- Theatrical poster
- Directed by: Akiva Tevet [he]
- Screenplay by: Tzvika Kertzner [he]
- Story by: Yitzhak Ben Ner
- Produced by: Omri Maron Danny Shick Shmuel Shiloh
- Starring: Michal Bat-Adam Yiftah Katzor Yossi Polak Dan Toren
- Cinematography: Nurith Aviv
- Edited by: Ruben Korenfeld
- Music by: Nachum Heiman
- Distributed by: Ergo Media (US)
- Release date: 1984;
- Running time: 90 minutes
- Country: Israel
- Language: Hebrew

= Atalia =

Atalia (עתליה) is a 1984 Israeli drama film directed by Akiva Tevet. It was adapted from a story by Yitzhak Ben Ner and mostly shot on location at Kibbutz Yakum.

==Plot==
Atalia (Michal Bat-Adam) is a 40-year-old widow who lost her husband in the Six-Day War and lives on a kibbutz with her adolescent daughter (Gail Ben-Ner).

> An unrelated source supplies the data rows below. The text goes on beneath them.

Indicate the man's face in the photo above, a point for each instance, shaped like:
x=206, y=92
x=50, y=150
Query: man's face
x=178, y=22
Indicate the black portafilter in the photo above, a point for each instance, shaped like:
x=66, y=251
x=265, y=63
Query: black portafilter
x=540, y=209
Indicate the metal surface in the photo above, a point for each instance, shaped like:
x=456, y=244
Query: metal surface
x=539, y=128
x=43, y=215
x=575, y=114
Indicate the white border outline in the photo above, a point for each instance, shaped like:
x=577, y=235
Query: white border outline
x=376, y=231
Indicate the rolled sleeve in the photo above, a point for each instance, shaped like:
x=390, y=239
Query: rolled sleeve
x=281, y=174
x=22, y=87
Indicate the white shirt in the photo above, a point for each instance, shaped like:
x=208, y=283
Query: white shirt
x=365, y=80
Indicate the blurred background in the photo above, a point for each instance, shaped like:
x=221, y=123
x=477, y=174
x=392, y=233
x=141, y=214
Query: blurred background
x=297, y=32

Lonely and feeling outcast, she enters into a forbidden affair with her daughter's classmate, Matti Yiftach Katzur, an idealistic 19-year-old who had been rejected by the army. Atalia is independent-minded and non-conformist, so when her affair becomes known, the kibbutz leaders have the excuse they need to ostracize her. The slow degeneration of the once-idealistic kibbutz into a puritanical society, the strait-jacket of its conservative view of masculinity, and the conformity of her daughter all provide a backdrop to Atalia's problems.

==Cast==
- Michal Bat-Adam as Atalia
- Yiftach Katzur as Matti
- Rafael Klatchkin
- Yossi Pollack
- Dan Toren
- Gail Ben-Ner as Netta
- Yair Rubin
- Tamar Amiran

==Significance of the name==
The original Athaliah was a Biblical queen of Judea, whom the Bible presents as a tyrannical usurper and idolater. Used, though not commonly, as a female first name in Israel, Atalia is a secularist name associated with the sector of Israeli society which tends to rebel against old traditions and conventions and seek new ways. This meaning is obvious to Israeli audiences, and clearly has some relevance to the film's themes.

==Critical reception==
The film received poor reviews and poor attendance at the box office (only 80,000 tickets were sold).